Es de suponer que entre estas dos señoras habria algunas desigualdades de carácter, algunas disidencias de gustos é inclinaciones; pero es de suponer tambien que una á otra se dispensarian, tolerándose mútuamente sus defectos, en gracia de sus buenas cualidades.
III.
Nunca se deben confiar á otra persona ni pensamientos, ni sentimientos, hasta estar bien segura de que los puede comprender, ni jamas debe dar el dulce título de amiga una mujer más que á la que ha dado muestras de merecerlo: hay penas y alegrías que no deben dividirse con ningun sér indiferente, con ninguna persona de cuyo afecto no estemos completamente seguros. Mas si debe procederse con mesura ántes de dar nuestra amistad, una vez concedida, no se debe huir ante ninguno de los sacrificios que esta amistad impone.

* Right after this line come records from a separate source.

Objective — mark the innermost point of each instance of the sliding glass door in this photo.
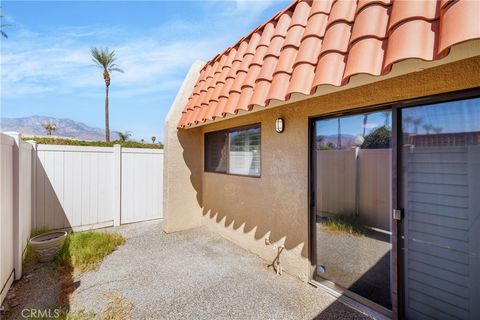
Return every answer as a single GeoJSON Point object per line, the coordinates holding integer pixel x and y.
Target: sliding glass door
{"type": "Point", "coordinates": [440, 195]}
{"type": "Point", "coordinates": [352, 194]}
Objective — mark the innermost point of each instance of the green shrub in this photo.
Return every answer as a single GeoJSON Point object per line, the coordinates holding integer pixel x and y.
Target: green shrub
{"type": "Point", "coordinates": [348, 223]}
{"type": "Point", "coordinates": [73, 142]}
{"type": "Point", "coordinates": [85, 251]}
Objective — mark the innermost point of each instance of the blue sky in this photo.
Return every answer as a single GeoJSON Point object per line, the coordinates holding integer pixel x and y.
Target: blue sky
{"type": "Point", "coordinates": [46, 68]}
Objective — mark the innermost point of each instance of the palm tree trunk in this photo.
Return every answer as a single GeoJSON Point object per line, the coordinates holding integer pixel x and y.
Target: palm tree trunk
{"type": "Point", "coordinates": [107, 125]}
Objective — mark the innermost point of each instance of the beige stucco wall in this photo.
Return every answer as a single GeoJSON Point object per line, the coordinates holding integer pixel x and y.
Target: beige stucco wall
{"type": "Point", "coordinates": [182, 172]}
{"type": "Point", "coordinates": [246, 210]}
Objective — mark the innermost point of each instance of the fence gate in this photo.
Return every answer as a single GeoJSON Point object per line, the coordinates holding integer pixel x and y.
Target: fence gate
{"type": "Point", "coordinates": [141, 184]}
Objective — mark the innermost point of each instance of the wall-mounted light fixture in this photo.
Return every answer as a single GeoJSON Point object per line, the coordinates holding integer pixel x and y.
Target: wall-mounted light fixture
{"type": "Point", "coordinates": [279, 125]}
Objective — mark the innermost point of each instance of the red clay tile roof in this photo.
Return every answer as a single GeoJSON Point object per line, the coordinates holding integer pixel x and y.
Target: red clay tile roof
{"type": "Point", "coordinates": [313, 43]}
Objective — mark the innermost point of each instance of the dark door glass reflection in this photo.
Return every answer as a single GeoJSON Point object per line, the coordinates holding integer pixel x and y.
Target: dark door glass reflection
{"type": "Point", "coordinates": [440, 194]}
{"type": "Point", "coordinates": [353, 200]}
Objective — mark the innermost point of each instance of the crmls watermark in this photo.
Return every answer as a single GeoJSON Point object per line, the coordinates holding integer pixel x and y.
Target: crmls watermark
{"type": "Point", "coordinates": [41, 313]}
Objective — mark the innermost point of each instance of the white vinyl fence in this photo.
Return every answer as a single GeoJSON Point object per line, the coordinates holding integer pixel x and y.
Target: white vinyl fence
{"type": "Point", "coordinates": [355, 181]}
{"type": "Point", "coordinates": [16, 206]}
{"type": "Point", "coordinates": [56, 187]}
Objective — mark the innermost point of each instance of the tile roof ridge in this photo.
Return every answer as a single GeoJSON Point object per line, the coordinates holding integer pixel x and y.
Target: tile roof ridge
{"type": "Point", "coordinates": [256, 29]}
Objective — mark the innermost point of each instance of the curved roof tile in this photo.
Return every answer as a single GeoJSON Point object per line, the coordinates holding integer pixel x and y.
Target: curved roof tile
{"type": "Point", "coordinates": [313, 43]}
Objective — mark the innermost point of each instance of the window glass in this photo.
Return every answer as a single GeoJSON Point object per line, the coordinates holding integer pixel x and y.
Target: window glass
{"type": "Point", "coordinates": [235, 151]}
{"type": "Point", "coordinates": [244, 156]}
{"type": "Point", "coordinates": [216, 151]}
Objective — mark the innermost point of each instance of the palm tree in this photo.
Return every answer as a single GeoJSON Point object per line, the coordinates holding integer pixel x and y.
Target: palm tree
{"type": "Point", "coordinates": [407, 120]}
{"type": "Point", "coordinates": [437, 130]}
{"type": "Point", "coordinates": [123, 136]}
{"type": "Point", "coordinates": [105, 60]}
{"type": "Point", "coordinates": [416, 122]}
{"type": "Point", "coordinates": [365, 120]}
{"type": "Point", "coordinates": [3, 26]}
{"type": "Point", "coordinates": [386, 114]}
{"type": "Point", "coordinates": [50, 127]}
{"type": "Point", "coordinates": [427, 127]}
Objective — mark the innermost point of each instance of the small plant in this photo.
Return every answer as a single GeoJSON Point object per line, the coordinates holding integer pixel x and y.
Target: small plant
{"type": "Point", "coordinates": [50, 127]}
{"type": "Point", "coordinates": [350, 223]}
{"type": "Point", "coordinates": [85, 251]}
{"type": "Point", "coordinates": [124, 136]}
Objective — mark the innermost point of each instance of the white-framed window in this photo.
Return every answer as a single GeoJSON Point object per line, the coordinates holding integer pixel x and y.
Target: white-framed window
{"type": "Point", "coordinates": [234, 151]}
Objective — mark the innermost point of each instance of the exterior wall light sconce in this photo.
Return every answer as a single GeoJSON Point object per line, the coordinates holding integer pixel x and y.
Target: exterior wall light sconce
{"type": "Point", "coordinates": [279, 125]}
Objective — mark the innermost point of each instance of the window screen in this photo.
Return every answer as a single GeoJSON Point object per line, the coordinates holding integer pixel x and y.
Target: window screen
{"type": "Point", "coordinates": [235, 151]}
{"type": "Point", "coordinates": [244, 155]}
{"type": "Point", "coordinates": [216, 151]}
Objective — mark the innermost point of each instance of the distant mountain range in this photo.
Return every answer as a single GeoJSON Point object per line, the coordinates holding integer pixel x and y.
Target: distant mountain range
{"type": "Point", "coordinates": [347, 140]}
{"type": "Point", "coordinates": [32, 126]}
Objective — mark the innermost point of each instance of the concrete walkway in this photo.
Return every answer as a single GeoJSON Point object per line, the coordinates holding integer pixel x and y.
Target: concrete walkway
{"type": "Point", "coordinates": [197, 274]}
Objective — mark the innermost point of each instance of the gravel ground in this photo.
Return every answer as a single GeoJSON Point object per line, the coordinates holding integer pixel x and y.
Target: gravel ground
{"type": "Point", "coordinates": [359, 263]}
{"type": "Point", "coordinates": [196, 274]}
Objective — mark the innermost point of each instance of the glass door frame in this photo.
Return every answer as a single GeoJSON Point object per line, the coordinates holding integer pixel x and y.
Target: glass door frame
{"type": "Point", "coordinates": [397, 285]}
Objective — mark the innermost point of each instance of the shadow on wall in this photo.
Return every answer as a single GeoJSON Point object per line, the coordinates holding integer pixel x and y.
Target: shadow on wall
{"type": "Point", "coordinates": [192, 147]}
{"type": "Point", "coordinates": [49, 213]}
{"type": "Point", "coordinates": [274, 205]}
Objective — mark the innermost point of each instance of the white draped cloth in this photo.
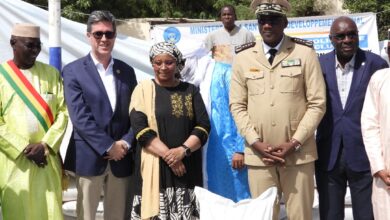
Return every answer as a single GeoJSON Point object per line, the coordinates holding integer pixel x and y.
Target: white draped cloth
{"type": "Point", "coordinates": [215, 207]}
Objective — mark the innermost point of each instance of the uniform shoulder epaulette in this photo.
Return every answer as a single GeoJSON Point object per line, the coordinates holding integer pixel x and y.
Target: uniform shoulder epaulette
{"type": "Point", "coordinates": [308, 43]}
{"type": "Point", "coordinates": [243, 47]}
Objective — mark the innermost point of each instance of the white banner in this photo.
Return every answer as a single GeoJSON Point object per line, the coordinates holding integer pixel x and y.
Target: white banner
{"type": "Point", "coordinates": [316, 29]}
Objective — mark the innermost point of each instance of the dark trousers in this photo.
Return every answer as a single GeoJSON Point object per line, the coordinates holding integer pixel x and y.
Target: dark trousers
{"type": "Point", "coordinates": [332, 186]}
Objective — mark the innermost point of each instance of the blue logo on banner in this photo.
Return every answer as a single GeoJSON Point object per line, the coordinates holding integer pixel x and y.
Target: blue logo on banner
{"type": "Point", "coordinates": [324, 43]}
{"type": "Point", "coordinates": [172, 35]}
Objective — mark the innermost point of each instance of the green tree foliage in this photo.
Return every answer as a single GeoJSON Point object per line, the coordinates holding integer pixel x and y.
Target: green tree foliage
{"type": "Point", "coordinates": [381, 7]}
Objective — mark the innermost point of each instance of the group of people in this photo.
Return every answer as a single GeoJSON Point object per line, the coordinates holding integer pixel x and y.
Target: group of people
{"type": "Point", "coordinates": [287, 116]}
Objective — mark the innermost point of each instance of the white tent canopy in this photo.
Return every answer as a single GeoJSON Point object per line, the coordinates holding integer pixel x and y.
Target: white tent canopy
{"type": "Point", "coordinates": [73, 40]}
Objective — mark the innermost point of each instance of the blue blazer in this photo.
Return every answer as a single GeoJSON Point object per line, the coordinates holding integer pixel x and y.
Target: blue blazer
{"type": "Point", "coordinates": [95, 125]}
{"type": "Point", "coordinates": [342, 126]}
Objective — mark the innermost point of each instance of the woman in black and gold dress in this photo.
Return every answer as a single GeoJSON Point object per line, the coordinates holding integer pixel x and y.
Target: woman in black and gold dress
{"type": "Point", "coordinates": [171, 123]}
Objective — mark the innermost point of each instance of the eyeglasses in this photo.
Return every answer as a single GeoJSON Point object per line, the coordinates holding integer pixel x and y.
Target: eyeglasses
{"type": "Point", "coordinates": [352, 35]}
{"type": "Point", "coordinates": [33, 45]}
{"type": "Point", "coordinates": [159, 63]}
{"type": "Point", "coordinates": [272, 20]}
{"type": "Point", "coordinates": [99, 34]}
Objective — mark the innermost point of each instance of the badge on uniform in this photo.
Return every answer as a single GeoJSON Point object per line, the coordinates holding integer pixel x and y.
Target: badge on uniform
{"type": "Point", "coordinates": [293, 62]}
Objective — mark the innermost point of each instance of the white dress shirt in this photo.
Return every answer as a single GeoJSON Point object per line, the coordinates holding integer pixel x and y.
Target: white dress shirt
{"type": "Point", "coordinates": [344, 79]}
{"type": "Point", "coordinates": [107, 76]}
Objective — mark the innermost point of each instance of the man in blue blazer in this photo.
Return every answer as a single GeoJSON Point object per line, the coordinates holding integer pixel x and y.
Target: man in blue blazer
{"type": "Point", "coordinates": [97, 92]}
{"type": "Point", "coordinates": [342, 159]}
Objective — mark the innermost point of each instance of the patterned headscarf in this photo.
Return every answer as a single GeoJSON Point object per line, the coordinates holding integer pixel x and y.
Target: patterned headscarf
{"type": "Point", "coordinates": [171, 49]}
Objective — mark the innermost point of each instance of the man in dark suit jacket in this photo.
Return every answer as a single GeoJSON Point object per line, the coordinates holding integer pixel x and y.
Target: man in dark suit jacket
{"type": "Point", "coordinates": [97, 92]}
{"type": "Point", "coordinates": [342, 159]}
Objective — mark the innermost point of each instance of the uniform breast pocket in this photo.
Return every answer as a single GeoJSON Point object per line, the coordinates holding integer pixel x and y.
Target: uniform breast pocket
{"type": "Point", "coordinates": [291, 80]}
{"type": "Point", "coordinates": [255, 82]}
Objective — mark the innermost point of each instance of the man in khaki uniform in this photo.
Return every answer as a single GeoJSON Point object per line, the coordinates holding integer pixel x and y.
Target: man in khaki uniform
{"type": "Point", "coordinates": [277, 102]}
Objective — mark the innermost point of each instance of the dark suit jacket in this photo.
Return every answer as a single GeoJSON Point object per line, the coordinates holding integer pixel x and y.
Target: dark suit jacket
{"type": "Point", "coordinates": [95, 125]}
{"type": "Point", "coordinates": [343, 125]}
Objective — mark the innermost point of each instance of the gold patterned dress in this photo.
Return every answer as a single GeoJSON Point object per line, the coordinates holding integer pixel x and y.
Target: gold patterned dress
{"type": "Point", "coordinates": [180, 112]}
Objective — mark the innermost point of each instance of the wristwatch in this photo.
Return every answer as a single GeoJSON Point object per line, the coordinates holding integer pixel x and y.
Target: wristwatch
{"type": "Point", "coordinates": [187, 150]}
{"type": "Point", "coordinates": [297, 145]}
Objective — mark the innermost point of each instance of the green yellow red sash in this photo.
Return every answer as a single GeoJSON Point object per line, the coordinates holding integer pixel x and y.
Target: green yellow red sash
{"type": "Point", "coordinates": [27, 93]}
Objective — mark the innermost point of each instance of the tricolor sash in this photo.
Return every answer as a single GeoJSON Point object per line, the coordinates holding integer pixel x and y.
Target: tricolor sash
{"type": "Point", "coordinates": [27, 93]}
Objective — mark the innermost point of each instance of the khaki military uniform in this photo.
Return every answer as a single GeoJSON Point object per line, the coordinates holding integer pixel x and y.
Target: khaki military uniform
{"type": "Point", "coordinates": [274, 104]}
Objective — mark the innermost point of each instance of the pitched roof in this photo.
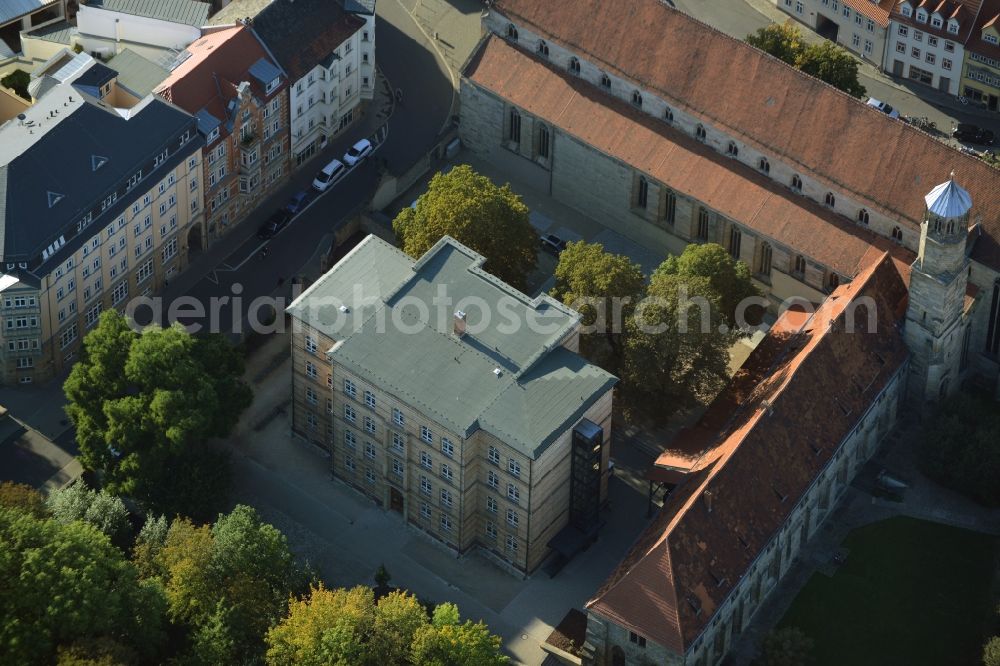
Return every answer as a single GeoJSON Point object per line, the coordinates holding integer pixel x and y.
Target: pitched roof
{"type": "Point", "coordinates": [188, 12]}
{"type": "Point", "coordinates": [673, 158]}
{"type": "Point", "coordinates": [776, 427]}
{"type": "Point", "coordinates": [800, 120]}
{"type": "Point", "coordinates": [519, 385]}
{"type": "Point", "coordinates": [301, 33]}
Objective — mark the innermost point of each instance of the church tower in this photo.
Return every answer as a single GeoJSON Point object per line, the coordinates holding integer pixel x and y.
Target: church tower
{"type": "Point", "coordinates": [934, 329]}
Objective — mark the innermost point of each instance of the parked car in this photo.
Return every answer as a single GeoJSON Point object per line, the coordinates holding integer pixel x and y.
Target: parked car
{"type": "Point", "coordinates": [883, 107]}
{"type": "Point", "coordinates": [358, 152]}
{"type": "Point", "coordinates": [278, 220]}
{"type": "Point", "coordinates": [553, 244]}
{"type": "Point", "coordinates": [330, 174]}
{"type": "Point", "coordinates": [298, 201]}
{"type": "Point", "coordinates": [973, 134]}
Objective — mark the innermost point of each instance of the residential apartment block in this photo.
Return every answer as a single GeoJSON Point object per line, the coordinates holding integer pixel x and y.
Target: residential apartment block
{"type": "Point", "coordinates": [240, 99]}
{"type": "Point", "coordinates": [981, 73]}
{"type": "Point", "coordinates": [97, 203]}
{"type": "Point", "coordinates": [481, 427]}
{"type": "Point", "coordinates": [326, 48]}
{"type": "Point", "coordinates": [858, 25]}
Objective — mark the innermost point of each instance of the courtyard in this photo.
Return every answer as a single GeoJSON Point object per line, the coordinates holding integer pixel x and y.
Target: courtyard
{"type": "Point", "coordinates": [910, 592]}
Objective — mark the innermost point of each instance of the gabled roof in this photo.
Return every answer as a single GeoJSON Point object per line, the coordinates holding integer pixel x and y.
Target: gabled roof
{"type": "Point", "coordinates": [301, 33]}
{"type": "Point", "coordinates": [776, 427]}
{"type": "Point", "coordinates": [520, 385]}
{"type": "Point", "coordinates": [770, 105]}
{"type": "Point", "coordinates": [188, 12]}
{"type": "Point", "coordinates": [672, 157]}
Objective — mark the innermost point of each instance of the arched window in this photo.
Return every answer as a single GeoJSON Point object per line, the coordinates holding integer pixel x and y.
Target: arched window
{"type": "Point", "coordinates": [514, 130]}
{"type": "Point", "coordinates": [642, 194]}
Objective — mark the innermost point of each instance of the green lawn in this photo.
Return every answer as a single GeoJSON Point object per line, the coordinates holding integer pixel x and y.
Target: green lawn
{"type": "Point", "coordinates": [911, 593]}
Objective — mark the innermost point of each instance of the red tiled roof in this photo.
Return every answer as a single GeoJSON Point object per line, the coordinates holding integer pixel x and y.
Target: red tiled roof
{"type": "Point", "coordinates": [845, 144]}
{"type": "Point", "coordinates": [799, 394]}
{"type": "Point", "coordinates": [615, 128]}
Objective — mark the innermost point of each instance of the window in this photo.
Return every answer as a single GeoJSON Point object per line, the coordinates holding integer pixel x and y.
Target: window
{"type": "Point", "coordinates": [514, 129]}
{"type": "Point", "coordinates": [512, 518]}
{"type": "Point", "coordinates": [514, 467]}
{"type": "Point", "coordinates": [642, 193]}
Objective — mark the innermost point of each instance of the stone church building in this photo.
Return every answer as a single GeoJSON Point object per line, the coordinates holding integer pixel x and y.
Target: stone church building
{"type": "Point", "coordinates": [671, 133]}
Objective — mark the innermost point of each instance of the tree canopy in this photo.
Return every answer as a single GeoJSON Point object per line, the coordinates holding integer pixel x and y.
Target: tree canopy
{"type": "Point", "coordinates": [144, 406]}
{"type": "Point", "coordinates": [825, 60]}
{"type": "Point", "coordinates": [471, 209]}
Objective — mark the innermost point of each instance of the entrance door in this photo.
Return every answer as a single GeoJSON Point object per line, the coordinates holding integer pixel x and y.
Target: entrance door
{"type": "Point", "coordinates": [395, 500]}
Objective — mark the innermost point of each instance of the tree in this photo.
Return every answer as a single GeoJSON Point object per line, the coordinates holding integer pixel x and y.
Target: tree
{"type": "Point", "coordinates": [144, 406]}
{"type": "Point", "coordinates": [727, 277]}
{"type": "Point", "coordinates": [787, 647]}
{"type": "Point", "coordinates": [228, 583]}
{"type": "Point", "coordinates": [675, 353]}
{"type": "Point", "coordinates": [784, 42]}
{"type": "Point", "coordinates": [24, 497]}
{"type": "Point", "coordinates": [831, 63]}
{"type": "Point", "coordinates": [491, 220]}
{"type": "Point", "coordinates": [603, 287]}
{"type": "Point", "coordinates": [18, 81]}
{"type": "Point", "coordinates": [104, 511]}
{"type": "Point", "coordinates": [65, 584]}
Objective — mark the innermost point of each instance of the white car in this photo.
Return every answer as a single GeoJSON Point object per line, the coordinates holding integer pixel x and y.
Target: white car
{"type": "Point", "coordinates": [358, 152]}
{"type": "Point", "coordinates": [883, 107]}
{"type": "Point", "coordinates": [330, 174]}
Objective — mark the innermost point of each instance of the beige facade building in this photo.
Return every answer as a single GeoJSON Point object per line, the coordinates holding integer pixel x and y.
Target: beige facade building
{"type": "Point", "coordinates": [467, 423]}
{"type": "Point", "coordinates": [97, 204]}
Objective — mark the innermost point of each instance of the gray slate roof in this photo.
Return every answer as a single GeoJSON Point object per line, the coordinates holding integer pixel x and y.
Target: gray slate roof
{"type": "Point", "coordinates": [137, 74]}
{"type": "Point", "coordinates": [394, 335]}
{"type": "Point", "coordinates": [52, 162]}
{"type": "Point", "coordinates": [188, 12]}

Se deben disimular á una amiga todos aquellos defectos que, no naciendo del corazon, no pueden lastimar el nuestro; porque la indulgencia y la moderacion son las principales cualidades de toda mujer distinguida, y que se estima á sí misma.
He visto personas tan extremadamente indulgentes, que más bien que estar dotadas de un bello y dulce carácter, parecian poseer un orgullo lleno de nobleza. Hubiérase dicho que estas personas estaban colocadas en un pedestal tan alto, que nada podia ofenderlas; que todo lo miraban desde inmensa distancia, y que despreciaban las mezquindades de los demas; y sin embargo, no tenian enemigos, y eran, por el contrario, universalmente estimadas.
IV.
Una ilustre escritora de nuestros dias ha dicho, «que la amistad es una necesidad del corazon y que el amor es un lujo del mismo.»
Me parece esto muy cierto, y áun creo que deberia añadirse á tan bella frase, «que la amistad es un beneficio para el alma.»
Un hombre nunca confesará á la mujer á quien ama que está pobre ó exhausto de recursos; pero se lo dirá á su amigo.